President Obama recently nominated Francis Collins as the new head of the NIH, and he was approved. This is another stellar scientist added to the administration. Collins was the director of the Human Genome Project until he retired in 2008. He is widely respected as a scientist and an administrator. As an NIH-funded geneticist, I think he's a good choice. I'm happy.
Collins is also a devout Christian and seeks to resolve a Christian view of the world with a scientific one. He wrote a book called "The Language of God" justifying his belief. When he left the Genome program in 2008, he set up a foundation called Biologos to bridge apparent conflicts between religion and science. A big one of course is evolution. Collins agrees with the scientific description of evolution; he simply believes that God made it happen that way, which is called "theistic evolution". (An expansion of this view is described in the recent USAToday piece ; H/T Susan Russell).

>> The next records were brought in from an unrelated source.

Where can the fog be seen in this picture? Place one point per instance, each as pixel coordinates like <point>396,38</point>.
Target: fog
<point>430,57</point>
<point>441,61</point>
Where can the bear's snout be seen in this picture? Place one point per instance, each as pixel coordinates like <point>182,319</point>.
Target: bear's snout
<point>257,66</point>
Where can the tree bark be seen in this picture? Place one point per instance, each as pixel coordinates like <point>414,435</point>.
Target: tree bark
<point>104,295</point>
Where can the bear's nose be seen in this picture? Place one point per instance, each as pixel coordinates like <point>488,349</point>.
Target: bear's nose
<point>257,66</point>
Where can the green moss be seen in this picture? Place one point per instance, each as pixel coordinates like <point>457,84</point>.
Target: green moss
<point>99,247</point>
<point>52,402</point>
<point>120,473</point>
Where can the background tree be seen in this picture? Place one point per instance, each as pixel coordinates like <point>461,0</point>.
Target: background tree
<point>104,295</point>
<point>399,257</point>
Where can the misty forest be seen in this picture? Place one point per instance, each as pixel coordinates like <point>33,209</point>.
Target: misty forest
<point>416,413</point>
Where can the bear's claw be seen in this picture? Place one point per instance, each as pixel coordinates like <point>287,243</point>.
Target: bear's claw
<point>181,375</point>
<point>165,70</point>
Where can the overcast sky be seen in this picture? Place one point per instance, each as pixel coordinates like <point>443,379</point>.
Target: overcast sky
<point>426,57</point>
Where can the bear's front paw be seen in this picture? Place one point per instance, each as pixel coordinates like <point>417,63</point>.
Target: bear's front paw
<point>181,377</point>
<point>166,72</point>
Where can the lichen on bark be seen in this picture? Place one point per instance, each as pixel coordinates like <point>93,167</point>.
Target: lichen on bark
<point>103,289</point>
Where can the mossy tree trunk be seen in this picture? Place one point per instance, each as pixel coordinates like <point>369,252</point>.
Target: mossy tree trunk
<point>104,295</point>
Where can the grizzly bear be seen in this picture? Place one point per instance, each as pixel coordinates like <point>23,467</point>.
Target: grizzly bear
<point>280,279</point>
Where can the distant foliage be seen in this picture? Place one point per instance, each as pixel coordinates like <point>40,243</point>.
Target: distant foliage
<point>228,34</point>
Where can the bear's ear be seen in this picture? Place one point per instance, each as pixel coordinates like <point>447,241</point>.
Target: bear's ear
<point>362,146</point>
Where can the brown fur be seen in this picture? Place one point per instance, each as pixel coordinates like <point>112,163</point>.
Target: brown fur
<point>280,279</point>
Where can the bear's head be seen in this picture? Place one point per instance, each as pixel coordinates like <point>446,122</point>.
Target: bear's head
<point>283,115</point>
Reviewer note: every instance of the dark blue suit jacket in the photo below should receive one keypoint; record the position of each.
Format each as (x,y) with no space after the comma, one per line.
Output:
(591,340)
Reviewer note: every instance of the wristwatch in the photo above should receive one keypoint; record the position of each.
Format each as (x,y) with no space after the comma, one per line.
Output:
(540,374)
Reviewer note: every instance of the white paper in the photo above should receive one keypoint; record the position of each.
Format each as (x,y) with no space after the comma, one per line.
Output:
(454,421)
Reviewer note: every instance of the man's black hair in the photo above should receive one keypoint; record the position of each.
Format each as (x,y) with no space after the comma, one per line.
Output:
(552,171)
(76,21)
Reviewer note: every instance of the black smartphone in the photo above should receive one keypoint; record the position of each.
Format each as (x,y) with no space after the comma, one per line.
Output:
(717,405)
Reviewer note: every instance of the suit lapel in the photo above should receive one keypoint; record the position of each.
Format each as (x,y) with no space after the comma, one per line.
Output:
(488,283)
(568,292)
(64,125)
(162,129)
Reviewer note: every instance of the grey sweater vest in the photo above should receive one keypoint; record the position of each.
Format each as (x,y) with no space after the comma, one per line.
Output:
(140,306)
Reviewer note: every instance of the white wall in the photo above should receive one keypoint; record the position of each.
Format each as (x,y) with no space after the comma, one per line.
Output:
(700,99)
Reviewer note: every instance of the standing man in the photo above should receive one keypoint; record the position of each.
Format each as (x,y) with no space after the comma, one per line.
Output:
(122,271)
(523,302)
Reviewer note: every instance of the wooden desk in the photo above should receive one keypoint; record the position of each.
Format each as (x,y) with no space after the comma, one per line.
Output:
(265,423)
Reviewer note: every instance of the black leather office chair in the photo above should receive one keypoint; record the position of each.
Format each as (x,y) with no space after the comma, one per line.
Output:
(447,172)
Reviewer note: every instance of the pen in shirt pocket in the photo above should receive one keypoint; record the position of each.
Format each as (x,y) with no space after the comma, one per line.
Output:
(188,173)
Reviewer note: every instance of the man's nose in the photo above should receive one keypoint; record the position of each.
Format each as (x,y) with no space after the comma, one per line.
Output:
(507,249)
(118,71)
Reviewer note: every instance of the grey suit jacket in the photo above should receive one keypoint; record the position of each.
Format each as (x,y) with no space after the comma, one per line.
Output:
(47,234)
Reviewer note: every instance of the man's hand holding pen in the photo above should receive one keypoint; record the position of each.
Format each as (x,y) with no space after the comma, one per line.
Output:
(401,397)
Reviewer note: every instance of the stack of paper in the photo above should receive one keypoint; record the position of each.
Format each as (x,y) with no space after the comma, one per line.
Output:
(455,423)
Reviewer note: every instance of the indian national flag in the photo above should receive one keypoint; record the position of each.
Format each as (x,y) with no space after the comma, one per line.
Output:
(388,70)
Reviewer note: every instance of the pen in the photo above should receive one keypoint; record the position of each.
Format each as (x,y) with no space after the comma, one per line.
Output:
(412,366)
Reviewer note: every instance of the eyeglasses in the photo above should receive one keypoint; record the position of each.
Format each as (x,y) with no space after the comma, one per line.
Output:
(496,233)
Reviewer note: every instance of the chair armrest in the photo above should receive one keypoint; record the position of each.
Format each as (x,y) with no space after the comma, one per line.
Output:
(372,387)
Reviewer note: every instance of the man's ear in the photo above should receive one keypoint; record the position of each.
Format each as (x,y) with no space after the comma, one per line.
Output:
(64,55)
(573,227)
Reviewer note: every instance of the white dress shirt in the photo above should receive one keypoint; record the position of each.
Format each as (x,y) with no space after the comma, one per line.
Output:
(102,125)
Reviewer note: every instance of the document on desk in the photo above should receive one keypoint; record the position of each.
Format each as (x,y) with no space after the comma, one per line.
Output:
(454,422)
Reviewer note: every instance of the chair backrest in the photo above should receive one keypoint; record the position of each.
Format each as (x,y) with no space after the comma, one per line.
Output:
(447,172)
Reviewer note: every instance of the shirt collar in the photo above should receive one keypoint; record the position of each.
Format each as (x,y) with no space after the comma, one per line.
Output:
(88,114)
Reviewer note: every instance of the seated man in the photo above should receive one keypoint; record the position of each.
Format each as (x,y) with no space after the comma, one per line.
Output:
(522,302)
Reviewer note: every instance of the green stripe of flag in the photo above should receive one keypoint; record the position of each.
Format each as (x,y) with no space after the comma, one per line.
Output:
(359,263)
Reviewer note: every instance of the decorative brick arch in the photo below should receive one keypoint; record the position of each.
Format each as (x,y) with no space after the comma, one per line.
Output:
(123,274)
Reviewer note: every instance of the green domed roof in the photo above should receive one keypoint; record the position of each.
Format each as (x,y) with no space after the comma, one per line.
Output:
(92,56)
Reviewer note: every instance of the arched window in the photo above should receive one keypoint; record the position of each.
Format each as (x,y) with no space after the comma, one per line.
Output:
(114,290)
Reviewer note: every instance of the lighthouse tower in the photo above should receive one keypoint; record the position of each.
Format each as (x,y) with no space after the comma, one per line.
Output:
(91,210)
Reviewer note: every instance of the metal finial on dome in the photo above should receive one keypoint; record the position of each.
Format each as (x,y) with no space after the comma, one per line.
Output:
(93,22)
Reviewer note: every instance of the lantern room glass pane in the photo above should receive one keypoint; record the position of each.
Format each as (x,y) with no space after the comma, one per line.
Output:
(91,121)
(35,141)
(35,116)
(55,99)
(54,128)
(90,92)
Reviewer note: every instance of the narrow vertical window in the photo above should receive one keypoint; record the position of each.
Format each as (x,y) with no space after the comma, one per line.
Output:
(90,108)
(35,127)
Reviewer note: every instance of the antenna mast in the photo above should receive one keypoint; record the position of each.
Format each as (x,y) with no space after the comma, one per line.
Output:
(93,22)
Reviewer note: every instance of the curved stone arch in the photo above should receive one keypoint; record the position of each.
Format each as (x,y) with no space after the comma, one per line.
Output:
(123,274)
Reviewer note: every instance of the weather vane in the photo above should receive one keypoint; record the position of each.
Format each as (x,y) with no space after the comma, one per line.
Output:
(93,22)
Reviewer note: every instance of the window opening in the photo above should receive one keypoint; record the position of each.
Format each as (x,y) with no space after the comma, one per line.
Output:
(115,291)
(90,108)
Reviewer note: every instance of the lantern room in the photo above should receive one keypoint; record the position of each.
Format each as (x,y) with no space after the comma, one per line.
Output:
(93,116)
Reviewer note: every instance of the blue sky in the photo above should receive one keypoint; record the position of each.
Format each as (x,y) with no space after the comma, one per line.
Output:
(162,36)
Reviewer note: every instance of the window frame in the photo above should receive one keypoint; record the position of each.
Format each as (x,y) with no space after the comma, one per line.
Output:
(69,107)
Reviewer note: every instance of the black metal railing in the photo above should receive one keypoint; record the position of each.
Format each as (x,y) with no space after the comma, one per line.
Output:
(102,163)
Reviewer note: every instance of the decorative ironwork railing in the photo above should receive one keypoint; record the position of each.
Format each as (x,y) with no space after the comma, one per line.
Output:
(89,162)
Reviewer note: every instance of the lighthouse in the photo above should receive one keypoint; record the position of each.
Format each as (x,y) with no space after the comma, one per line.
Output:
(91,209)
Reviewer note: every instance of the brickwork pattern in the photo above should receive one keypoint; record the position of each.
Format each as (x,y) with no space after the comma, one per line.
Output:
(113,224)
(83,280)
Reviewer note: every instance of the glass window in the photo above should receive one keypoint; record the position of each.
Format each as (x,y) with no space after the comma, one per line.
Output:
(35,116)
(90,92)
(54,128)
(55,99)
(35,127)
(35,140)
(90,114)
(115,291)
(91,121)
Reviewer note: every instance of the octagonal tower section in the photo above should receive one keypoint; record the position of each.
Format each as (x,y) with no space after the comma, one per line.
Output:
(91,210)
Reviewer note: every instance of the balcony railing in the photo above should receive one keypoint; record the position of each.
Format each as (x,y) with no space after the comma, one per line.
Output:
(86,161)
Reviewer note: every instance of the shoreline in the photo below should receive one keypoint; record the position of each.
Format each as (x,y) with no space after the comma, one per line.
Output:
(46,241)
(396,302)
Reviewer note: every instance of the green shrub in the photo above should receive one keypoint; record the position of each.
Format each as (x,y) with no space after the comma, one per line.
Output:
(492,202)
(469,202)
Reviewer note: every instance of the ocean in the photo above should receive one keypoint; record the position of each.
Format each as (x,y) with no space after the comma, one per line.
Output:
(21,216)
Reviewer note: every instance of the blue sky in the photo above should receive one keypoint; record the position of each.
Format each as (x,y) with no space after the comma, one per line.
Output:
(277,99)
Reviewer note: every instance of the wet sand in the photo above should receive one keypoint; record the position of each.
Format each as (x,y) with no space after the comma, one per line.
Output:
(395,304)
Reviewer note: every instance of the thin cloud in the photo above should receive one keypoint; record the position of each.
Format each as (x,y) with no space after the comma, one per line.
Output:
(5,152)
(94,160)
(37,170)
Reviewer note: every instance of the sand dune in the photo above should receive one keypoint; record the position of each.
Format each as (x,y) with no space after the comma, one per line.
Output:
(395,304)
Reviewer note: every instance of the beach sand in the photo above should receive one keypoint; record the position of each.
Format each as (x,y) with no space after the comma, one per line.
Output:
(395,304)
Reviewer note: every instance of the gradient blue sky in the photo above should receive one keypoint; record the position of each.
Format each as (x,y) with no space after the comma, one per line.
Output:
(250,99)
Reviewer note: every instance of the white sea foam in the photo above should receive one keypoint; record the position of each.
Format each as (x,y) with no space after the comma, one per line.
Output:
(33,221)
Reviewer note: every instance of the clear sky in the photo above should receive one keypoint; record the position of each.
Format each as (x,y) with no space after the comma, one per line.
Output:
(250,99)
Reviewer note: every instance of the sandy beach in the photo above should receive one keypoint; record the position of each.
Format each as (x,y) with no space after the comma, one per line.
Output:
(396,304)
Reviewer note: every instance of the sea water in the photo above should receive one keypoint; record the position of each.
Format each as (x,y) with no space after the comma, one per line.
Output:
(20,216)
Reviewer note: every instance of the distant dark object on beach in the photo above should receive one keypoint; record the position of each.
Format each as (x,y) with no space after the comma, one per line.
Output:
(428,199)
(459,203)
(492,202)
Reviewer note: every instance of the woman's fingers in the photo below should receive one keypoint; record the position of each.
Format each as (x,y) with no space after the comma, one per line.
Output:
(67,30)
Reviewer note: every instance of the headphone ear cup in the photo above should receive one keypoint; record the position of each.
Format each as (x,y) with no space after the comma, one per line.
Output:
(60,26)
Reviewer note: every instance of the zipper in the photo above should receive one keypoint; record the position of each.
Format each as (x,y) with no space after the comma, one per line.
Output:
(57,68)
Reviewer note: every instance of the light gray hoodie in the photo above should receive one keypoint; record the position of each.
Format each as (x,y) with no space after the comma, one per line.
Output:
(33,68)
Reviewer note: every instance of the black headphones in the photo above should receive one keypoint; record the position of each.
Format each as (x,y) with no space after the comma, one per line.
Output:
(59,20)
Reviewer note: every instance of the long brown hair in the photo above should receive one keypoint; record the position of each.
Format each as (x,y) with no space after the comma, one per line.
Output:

Militant atheist Sam Harris took after the Collins nomination in the NY Times, bascially demanding that a believer could not, should not be head of the NIH because of his "fuzzy thinking" and belief in a "soul". And, some scientists to their shame, joined in this. Fortunately they were largely ignored. There's a nice take down of Harris in the HuffPo, by Rabbi David Wolpe:
Do we really wish to blacklist Dr. Collins because he attends church? Should he be shunted aside because he sees in the world not the random collocation of ancient accidents, but the majesty of intended beauty? It is not reason, but the rankest prejudice, to assume a world- renowned scientist finds a scientific understanding "impossible" while Harris holds aloft the banner of human inquiry. It is just not so. Investigating and understanding God's world is a sacred task; Dr. Collins has shown himself extraordinarily gifted in executing that task. We should be glad and grateful to have the president appoint him as Director of the National institute of Health. I intend to say a prayer for his success. I invite Mr. Harris to join me.I find no danger in Francis Collins' beliefs. He's proven an able scientist and administrator. I DO find danger in the militant anti-theism that paints any believer as dangerous. As a scientist and an atheist myself, I refuse to endorse a fundamentalist litmus test, whether it comes with a cross or a labcoat.